Michael Loukas, CEO and Principal of TrueMark Investments, caught up with ETF Trends to discuss its structured outcome ETFs.

What are the challenges facing buy-and-hold investors today?

Michael Loukas: Volatility and uncertainty have made huge comebacks in 2020. This year has served as a stark reminder that emotional fortitude, discipline and patience are still very much part of the investment equation. Buy-and-hold investors are believers in the power of long-term, compounded returns, and rightfully so, but those returns are not linear, they come in chunks. The ability to weather volatility and exercise the discipline necessary to harness the power of those non-sequential returns over the long-term is largely predicated on effective portfolio construction. What does that portfolio look like? What portfolio construction tools and components are available in the marketplace? What level of growth does an investor need to achieve their goals, and how much of that upside is sacrificed to dampen volatility? Answers to these questions are paramount to successful buy and hold investing.

Why is today’s market environment ripe for structured-outcome ETFs?

Michael Loukas: Structured Outcome ETFs are a versatile and effective solution to many of the questions posed above. The combination of volatility and an extreme low-rate environment has compelled investors and advisors alike to re-examine their volatility management methods and portfolio allocations. ETFs like SEPZ offer an approach that can allow higher equity exposure, and potentially much needed capital appreciation, without taking on the full volatility profile of equities, which is extremely elevated in current markets. The ability to do it in a liquid, cost efficient and relatively tax efficient wrapper makes Structured Outcome ETFs an even more attractive portfolio tool for both long-term and tactical investors.

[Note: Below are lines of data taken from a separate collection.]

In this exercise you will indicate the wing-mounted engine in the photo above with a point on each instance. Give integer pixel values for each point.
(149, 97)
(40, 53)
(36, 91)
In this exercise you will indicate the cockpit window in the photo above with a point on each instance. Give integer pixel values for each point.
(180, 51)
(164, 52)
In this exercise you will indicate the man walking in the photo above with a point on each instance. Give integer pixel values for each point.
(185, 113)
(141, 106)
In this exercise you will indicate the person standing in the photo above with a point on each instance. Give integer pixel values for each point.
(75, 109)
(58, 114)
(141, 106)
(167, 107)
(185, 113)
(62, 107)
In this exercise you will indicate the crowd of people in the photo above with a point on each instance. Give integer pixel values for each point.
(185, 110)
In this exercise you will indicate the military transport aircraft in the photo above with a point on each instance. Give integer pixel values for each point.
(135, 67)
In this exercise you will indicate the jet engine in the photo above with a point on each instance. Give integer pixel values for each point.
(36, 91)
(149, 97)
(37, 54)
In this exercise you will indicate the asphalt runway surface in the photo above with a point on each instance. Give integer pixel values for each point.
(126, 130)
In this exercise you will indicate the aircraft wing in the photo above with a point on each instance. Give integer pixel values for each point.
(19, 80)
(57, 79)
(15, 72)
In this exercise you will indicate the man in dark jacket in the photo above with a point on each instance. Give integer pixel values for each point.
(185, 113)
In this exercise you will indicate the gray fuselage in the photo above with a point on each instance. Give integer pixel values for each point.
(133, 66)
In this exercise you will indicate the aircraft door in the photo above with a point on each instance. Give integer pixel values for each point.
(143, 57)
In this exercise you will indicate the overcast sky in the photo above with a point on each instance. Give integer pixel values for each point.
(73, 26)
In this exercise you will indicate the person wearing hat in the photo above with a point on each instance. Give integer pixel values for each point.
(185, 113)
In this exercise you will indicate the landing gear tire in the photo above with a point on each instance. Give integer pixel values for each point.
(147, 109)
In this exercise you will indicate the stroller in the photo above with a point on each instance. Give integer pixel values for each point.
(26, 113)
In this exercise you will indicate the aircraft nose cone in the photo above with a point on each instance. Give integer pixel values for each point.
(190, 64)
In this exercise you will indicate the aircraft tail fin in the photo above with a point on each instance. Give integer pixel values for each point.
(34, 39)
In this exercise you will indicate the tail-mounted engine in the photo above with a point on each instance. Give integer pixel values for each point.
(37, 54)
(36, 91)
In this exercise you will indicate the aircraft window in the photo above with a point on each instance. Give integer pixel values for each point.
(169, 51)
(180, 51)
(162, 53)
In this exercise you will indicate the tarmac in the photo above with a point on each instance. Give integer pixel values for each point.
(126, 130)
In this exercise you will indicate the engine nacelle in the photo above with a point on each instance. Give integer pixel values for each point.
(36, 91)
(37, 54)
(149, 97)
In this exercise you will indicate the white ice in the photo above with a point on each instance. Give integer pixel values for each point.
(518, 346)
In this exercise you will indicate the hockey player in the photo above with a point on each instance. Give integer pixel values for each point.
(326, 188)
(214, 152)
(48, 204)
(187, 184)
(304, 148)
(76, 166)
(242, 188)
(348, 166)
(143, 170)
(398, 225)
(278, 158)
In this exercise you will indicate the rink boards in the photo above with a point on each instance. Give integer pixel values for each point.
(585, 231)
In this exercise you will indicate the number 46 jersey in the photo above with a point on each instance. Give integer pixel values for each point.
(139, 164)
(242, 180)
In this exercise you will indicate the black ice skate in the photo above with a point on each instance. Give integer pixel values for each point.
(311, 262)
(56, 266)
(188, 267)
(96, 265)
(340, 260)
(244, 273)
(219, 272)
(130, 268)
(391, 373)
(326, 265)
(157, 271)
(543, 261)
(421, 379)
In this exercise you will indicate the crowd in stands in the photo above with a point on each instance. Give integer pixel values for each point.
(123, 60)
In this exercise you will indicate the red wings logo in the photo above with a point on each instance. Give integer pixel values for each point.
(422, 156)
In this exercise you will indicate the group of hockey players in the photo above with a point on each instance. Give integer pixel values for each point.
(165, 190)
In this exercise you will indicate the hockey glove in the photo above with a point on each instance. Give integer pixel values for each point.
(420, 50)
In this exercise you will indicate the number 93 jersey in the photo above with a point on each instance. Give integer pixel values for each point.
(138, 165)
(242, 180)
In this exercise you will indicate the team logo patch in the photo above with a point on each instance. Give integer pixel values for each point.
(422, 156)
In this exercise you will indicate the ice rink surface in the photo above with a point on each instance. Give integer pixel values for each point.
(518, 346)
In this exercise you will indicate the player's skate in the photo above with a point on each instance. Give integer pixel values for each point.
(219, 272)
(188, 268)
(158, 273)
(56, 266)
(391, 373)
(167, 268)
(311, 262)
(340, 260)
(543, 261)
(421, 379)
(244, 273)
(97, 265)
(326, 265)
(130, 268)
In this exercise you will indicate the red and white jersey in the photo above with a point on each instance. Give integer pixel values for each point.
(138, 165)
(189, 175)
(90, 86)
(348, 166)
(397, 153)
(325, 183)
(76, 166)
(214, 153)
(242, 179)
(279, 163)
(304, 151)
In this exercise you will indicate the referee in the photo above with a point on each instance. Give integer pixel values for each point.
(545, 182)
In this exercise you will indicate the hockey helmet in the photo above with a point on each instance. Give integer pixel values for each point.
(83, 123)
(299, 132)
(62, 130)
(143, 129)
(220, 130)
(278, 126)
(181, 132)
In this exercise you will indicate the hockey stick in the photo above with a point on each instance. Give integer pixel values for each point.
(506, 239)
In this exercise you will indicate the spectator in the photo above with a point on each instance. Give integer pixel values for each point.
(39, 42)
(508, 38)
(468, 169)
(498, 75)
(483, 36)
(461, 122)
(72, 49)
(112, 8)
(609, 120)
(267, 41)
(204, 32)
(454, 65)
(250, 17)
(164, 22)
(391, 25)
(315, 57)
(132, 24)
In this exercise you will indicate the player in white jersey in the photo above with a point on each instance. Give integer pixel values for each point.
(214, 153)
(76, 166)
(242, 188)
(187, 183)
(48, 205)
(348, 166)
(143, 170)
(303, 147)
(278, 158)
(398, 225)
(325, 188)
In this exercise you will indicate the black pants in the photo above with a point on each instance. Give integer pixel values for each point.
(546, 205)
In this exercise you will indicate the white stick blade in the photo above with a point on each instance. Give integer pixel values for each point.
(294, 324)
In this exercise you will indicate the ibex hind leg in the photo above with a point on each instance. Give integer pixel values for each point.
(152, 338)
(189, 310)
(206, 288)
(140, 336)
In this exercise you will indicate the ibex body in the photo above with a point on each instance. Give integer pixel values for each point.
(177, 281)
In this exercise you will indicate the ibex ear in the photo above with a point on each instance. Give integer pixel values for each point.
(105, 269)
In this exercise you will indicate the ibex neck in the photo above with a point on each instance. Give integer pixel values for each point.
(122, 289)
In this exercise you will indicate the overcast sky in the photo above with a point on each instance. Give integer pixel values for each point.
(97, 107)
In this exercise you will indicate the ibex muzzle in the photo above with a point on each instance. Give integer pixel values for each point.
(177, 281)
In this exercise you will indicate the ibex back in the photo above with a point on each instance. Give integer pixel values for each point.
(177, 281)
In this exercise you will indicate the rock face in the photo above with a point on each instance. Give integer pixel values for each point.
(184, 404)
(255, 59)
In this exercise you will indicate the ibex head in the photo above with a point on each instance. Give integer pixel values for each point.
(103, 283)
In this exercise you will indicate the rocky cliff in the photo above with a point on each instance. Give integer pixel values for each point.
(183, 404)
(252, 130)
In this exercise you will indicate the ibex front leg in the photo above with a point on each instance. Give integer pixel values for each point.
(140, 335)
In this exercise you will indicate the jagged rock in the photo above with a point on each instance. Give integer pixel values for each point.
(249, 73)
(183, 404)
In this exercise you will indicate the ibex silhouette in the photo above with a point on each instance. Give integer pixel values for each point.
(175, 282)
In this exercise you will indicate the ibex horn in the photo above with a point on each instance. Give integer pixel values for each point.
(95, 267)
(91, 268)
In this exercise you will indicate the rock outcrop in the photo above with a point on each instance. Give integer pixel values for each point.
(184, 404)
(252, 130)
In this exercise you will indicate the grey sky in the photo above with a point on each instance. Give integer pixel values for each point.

What are the most popular use cases for these type of ETFs?

Michael Loukas: Structured Outcome ETFs are extremely versatile. They’re being effectively used to augment traditional 60/40 and 80/20 asset allocation models, particularly in the type of low rate environment that causes the yield portion of the asset allocation to underperform expectations. Risk-parity approaches, low volatility equity sleeves and even core equity holdings have all been driving an increase in popularity as well.

Drawbacks to 1st generation structured-outcome ETFs; what makes 2.0 different?

Michael Loukas: TrueShares Structured Outcome ETFs are built on the premise that US equities have a positive return bias over the long term. As such, one of the most distinct differences is the uncapped upside participation feature versus the capped approach of many of our peers. The uncapped approach also allows for a relatively tighter correlation between the ETF share price and the valuation of the underlying index during upward moves, which is beneficial to tactical investors. As we’ve discussed, capturing outsized upside returns is vital to long-term, compounded performance. Historically, sharp upward moves happen far more often than one might think. Knowing when those lumpy returns will come is the challenge. The built in downside buffer helps dampen volatility, allowing an investor to maintain equity exposure during times of market uncertainty, keeping them in position to benefit from upward momentum when it arrives. For example, day 1 investors in SEPZ benefited from a targeted 12 month return profile that combines a 10% downside buffer with 87%-89% upside capture. While these ranges vary with each monthly series, we believe that type of investment profile represents an attractive volatility profile.